The dollar hit the skids versus the euro and most other majors on Wednesday as global equities snapped out of their recent funk.
Encouraging data from China helped drive Asian stocks sharply higher, and European shares followed suit, fueling increased risk appetite.
US stock futures are also pointing to significant gains at the opening bell.
China’s manufacturing activity picked up in August, and Australia’s economy expanded at the fastest pace in three years, easing concerns about global demand for goods and resources.
In economic news from across the Atlantic, recovery in the Eurozone manufacturing sector slowed in August as all major nations in the bloc, except France, experienced a slowdown.
The dollar was hammered by the aussie, falling to a month and a half low of 0.9060. At the same time, the dollar fell to a ten-day low of $1.2800 against the euro, down more than a penny from yesterday’s levels.

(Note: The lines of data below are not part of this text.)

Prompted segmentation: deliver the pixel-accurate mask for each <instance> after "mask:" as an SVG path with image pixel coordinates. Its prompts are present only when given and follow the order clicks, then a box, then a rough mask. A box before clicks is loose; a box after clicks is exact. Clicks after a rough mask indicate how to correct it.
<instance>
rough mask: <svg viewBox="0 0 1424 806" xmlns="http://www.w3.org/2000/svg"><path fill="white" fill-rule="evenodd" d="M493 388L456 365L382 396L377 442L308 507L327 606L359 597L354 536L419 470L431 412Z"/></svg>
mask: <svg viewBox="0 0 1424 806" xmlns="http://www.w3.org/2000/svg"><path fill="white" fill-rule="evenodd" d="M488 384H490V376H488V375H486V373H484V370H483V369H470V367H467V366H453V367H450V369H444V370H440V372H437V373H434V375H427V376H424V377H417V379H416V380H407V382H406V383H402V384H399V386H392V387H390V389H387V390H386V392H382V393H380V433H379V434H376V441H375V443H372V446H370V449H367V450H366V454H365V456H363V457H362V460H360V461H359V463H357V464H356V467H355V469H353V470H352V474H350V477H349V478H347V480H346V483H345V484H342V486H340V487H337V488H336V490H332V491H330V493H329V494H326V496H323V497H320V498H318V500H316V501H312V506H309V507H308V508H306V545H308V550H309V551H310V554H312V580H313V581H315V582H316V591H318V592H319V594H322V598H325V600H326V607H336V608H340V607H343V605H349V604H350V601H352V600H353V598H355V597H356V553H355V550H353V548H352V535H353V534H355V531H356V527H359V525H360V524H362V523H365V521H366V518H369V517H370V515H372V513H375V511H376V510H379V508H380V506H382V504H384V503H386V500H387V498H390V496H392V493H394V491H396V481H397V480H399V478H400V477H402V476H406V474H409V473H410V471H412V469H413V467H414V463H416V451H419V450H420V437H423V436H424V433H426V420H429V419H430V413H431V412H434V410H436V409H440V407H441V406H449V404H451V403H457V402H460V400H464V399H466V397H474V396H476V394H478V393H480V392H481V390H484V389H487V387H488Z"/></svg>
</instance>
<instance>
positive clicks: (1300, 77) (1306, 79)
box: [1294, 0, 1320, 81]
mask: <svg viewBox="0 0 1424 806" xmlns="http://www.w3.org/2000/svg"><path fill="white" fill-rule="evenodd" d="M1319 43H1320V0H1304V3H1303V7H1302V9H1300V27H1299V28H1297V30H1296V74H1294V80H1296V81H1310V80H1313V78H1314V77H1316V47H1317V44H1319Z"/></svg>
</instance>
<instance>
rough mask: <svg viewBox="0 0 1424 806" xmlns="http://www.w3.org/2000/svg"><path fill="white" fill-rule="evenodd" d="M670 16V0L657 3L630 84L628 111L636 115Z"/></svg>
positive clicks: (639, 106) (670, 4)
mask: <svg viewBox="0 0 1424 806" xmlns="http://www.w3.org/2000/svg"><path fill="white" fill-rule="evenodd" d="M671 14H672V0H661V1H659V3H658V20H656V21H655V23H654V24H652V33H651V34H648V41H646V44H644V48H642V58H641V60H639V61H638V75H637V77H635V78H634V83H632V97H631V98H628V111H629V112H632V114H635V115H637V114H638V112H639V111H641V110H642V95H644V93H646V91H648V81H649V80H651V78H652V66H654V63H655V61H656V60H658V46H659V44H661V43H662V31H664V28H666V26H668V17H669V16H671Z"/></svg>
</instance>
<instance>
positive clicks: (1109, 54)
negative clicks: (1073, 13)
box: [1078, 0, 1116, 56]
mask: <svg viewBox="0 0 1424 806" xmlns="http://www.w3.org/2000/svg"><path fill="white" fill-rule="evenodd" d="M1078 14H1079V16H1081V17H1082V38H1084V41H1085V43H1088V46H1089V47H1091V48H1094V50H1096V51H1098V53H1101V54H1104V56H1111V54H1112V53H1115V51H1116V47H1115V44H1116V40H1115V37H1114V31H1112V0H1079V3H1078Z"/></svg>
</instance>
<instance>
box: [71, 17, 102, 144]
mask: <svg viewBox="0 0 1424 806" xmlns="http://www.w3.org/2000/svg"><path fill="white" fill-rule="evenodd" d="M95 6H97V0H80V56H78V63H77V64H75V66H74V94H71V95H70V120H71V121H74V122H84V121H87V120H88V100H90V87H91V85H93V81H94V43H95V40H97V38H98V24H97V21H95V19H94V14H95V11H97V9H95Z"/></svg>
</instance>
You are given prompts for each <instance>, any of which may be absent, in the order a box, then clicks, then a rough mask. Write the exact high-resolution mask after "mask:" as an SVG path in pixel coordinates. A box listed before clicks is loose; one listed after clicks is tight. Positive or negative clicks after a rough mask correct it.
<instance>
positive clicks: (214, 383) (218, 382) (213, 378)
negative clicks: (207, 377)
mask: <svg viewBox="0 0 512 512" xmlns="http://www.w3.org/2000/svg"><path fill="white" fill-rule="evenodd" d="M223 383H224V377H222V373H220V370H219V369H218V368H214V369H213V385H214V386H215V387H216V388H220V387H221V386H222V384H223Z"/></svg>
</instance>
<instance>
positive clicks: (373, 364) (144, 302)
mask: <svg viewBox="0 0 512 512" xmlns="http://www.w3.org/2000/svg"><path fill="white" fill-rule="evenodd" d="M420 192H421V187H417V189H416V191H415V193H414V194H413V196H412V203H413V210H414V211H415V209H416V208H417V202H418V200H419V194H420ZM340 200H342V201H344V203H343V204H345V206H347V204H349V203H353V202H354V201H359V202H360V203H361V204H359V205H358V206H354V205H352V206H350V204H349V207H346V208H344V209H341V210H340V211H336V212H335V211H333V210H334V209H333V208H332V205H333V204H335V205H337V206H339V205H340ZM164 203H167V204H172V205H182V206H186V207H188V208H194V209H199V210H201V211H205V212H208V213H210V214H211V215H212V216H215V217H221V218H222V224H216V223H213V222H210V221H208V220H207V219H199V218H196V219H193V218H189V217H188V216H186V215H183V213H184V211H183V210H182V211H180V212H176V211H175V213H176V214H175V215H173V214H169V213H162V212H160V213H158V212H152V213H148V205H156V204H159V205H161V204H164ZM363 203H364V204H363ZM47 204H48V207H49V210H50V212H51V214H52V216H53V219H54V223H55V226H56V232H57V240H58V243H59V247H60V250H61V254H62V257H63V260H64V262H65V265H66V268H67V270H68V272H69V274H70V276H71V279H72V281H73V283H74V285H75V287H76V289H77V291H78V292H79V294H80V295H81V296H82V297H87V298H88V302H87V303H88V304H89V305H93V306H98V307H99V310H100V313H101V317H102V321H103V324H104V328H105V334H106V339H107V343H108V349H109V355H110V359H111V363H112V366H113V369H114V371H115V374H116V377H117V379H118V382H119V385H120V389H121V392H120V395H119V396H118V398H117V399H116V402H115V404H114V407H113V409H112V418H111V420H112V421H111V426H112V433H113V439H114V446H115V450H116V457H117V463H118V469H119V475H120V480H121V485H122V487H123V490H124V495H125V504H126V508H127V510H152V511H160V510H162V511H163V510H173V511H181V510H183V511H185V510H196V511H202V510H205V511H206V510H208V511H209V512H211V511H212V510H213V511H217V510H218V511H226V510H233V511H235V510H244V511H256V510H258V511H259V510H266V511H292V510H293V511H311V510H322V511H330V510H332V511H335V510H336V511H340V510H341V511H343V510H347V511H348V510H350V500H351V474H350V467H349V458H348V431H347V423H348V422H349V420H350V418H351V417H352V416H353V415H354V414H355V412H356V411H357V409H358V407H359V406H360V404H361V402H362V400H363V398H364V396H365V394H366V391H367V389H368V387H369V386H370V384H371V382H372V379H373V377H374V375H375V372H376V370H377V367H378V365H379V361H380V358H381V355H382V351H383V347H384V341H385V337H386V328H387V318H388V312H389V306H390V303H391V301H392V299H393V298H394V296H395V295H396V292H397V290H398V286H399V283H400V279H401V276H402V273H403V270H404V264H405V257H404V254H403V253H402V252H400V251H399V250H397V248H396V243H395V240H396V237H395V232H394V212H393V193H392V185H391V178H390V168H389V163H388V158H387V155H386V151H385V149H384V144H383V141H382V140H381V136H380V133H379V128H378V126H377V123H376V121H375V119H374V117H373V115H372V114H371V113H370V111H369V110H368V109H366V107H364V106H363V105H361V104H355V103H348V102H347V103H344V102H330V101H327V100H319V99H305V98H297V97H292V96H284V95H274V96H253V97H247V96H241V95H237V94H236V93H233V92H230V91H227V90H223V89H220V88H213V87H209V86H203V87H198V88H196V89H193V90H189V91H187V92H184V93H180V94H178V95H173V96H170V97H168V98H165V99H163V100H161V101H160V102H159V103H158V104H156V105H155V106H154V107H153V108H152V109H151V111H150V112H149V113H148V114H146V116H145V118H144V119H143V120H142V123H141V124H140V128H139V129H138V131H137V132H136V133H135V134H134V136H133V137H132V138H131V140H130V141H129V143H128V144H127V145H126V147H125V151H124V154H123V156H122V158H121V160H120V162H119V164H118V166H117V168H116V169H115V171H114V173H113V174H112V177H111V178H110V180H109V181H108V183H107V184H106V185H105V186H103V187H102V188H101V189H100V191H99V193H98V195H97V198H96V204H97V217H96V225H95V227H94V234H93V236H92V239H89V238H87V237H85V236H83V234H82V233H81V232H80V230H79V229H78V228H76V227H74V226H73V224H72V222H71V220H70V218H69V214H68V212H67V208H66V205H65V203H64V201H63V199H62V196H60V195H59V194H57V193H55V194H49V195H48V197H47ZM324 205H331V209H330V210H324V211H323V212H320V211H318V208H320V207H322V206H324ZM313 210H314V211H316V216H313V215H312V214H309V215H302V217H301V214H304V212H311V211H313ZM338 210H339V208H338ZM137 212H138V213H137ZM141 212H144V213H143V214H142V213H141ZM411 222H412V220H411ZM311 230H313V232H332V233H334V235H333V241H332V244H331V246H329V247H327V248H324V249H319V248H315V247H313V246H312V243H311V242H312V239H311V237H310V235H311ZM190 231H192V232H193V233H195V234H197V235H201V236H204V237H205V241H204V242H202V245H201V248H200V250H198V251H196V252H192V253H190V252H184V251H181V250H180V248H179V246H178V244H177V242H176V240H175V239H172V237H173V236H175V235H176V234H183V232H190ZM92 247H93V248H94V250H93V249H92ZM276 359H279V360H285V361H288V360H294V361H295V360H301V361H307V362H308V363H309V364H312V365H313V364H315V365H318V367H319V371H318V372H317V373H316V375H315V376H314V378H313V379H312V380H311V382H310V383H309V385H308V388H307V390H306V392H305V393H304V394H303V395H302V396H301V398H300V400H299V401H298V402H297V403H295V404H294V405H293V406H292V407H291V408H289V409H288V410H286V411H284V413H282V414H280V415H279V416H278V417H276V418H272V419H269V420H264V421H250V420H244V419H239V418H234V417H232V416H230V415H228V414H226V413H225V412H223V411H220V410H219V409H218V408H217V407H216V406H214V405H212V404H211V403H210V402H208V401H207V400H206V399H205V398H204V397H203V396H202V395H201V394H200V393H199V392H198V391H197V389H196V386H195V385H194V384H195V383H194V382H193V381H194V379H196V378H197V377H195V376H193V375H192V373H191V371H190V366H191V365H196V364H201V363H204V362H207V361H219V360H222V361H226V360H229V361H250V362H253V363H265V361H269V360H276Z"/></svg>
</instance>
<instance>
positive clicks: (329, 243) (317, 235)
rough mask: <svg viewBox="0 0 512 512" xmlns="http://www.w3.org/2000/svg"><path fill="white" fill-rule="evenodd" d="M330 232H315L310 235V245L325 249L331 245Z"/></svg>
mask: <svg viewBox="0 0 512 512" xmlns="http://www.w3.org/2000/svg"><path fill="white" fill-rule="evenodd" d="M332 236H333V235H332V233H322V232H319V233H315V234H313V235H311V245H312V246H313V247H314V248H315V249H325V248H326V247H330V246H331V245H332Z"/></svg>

Still, the buck was stuck in the mud versus the yen, hovering just above a recent 15-year low of Y83.58. There was little movement versus the sterling, with the buck holding within a penny of yesterday’s 6-week high of $1.5326.
Another round of key economic data from the US will keep traders busy today, including a closely-watched prelude to Friday’s monthly jobs report from the Labor Department.
The ADP National Employment report, that sheds light on non-farm private employment in the country will be released at 8.15 a.m. ET. Economists expect that private employers added 13,000 jobs in August.
At 10.00 a.m. ET, the results of the manufacturing survey of the Institute for Supply Management for August will be tabled. Economists expect that the index to show a reading of 52.9 for August, lower than the 55.5 recorded for July.
The Commerce Department will release its report on construction spending for July at 10.00 a.m ET. Economists forecast that construction spending contracted 0.7% during the month, following a 0.1% increase in the previous month.